Малер почесал повязку, щёлкнул зажигалкой. Филин покачал головой, взял веточку и сунул её в огонь:

— Странный парень. По следам если посмотреть, ходить по Мути не умеет вообще. Но ни разу в опасные места не совался. Пару раз, наоборот, обходил самую Муть. Выловил я его у Мышиной Ямы, он там снег копал.

— Снег?

— Ну да. Искал что-то. Может быть, эти свои довоенные вещички он там выкопал?

Малер отрицательно качнул головой:

— Он в резине был?

— Ну да.

— Она почти новая. В смысле, не надёванная до него. Уж ты мне поверь, я на эти костюмы насмотрелся на складе воеводы. И ещё, сюда смотри.
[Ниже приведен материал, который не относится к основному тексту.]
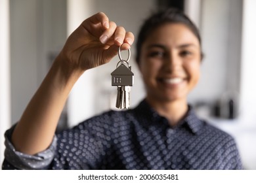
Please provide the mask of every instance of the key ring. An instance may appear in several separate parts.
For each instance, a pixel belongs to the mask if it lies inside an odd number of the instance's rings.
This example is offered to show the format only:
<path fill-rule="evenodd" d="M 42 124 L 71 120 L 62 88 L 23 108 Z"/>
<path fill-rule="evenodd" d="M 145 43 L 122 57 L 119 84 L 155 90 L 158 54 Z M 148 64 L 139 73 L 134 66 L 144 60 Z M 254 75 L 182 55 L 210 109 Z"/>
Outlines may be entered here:
<path fill-rule="evenodd" d="M 121 44 L 120 46 L 119 46 L 119 49 L 118 49 L 118 57 L 120 59 L 120 61 L 125 61 L 126 62 L 128 62 L 129 60 L 130 59 L 130 58 L 131 58 L 131 50 L 130 49 L 128 49 L 128 58 L 127 60 L 125 60 L 125 59 L 123 59 L 121 57 L 121 46 L 123 45 L 123 44 Z"/>

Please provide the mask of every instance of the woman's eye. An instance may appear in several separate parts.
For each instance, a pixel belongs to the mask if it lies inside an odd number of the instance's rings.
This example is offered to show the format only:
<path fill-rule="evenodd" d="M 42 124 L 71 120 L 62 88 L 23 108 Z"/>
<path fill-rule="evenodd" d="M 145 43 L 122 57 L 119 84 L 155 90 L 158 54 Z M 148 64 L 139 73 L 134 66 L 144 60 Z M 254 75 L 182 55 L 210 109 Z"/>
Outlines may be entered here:
<path fill-rule="evenodd" d="M 152 52 L 149 53 L 148 56 L 152 58 L 161 58 L 164 56 L 164 53 L 163 52 Z"/>
<path fill-rule="evenodd" d="M 186 57 L 192 55 L 192 52 L 187 51 L 187 50 L 184 50 L 180 52 L 180 56 L 182 57 Z"/>

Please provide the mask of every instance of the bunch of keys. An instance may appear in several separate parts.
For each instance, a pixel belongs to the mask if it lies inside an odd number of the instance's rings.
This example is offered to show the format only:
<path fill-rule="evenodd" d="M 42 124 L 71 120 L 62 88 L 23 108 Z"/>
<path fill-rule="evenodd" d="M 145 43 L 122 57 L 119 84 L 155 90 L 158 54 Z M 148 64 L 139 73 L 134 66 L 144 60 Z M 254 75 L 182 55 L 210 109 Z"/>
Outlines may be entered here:
<path fill-rule="evenodd" d="M 131 58 L 131 50 L 128 50 L 128 58 L 124 60 L 121 57 L 121 45 L 118 50 L 120 61 L 116 65 L 116 69 L 111 73 L 112 84 L 117 87 L 116 107 L 117 108 L 127 109 L 130 107 L 130 91 L 131 86 L 133 85 L 134 74 L 128 63 Z"/>

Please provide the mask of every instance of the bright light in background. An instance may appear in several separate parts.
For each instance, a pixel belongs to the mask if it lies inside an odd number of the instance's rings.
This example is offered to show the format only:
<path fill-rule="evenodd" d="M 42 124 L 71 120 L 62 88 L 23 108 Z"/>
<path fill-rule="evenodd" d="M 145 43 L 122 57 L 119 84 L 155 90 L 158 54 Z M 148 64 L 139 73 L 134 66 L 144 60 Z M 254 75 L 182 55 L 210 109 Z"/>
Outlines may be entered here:
<path fill-rule="evenodd" d="M 0 165 L 3 161 L 4 133 L 11 125 L 9 1 L 0 0 Z"/>

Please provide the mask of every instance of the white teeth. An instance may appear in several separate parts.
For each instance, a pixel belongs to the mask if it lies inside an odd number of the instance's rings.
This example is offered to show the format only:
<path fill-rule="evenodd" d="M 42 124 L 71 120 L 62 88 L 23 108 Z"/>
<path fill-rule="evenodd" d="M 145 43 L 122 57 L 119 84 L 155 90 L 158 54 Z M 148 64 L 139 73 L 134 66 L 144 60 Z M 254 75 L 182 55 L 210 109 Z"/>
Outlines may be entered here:
<path fill-rule="evenodd" d="M 164 81 L 169 83 L 169 84 L 178 84 L 182 81 L 182 78 L 170 78 L 170 79 L 165 79 Z"/>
Десятник выложил один из фильтров от противогаза:

— Я у него из рюкзака стащил, он даже не заметил. А ведь это большая редкость! И на дату изготовления посмотри.

Филин пожал плечами:

— Довоенный выпуск, и что?

— А то… Фильтр целый. Значит, что? Значит, провалялся всё время в закрытом помещении. Выходит, не врёт пацан насчёт убежища. Рабского клейма на нём нет, но и метки рода нет тоже… То ли сбежал от своих, то ли Изгой. Но странный какой-то Изгой. Много чего не знает, или не помнит.

— Или не хочет говорить…

— Или так… Заметил, как лихо он меня скрутил? Меня, опоясанного княжеского Воина? Явно не из рабов он…

Филин закурил самокрутку:

— А может, к Костоправу его?

— Нет. Костоправ его сломает, но всё ли он нам расскажет? А вдруг, он действительно память потерял? Погубим парня почем зря. И вот ещё… Соломон и его тройка патрулируют солнцевский кордон. Ворона со своими здесь, в Луче. Твоя тройка, считай, небоеспособна. Костоправ с головой после того случая не дружит, Копчик ранен в руку. Парниша же резкий. Нет, ты видал, как он меня скрутил? Похоже на довоенную подготовку. Мы так не бьёмся. Значит, он действительно нездешний. Оставлять его здесь? Слишком опасно. Если те же Дикие навалятся, не удержим точку. Да и с Мути могут полезть.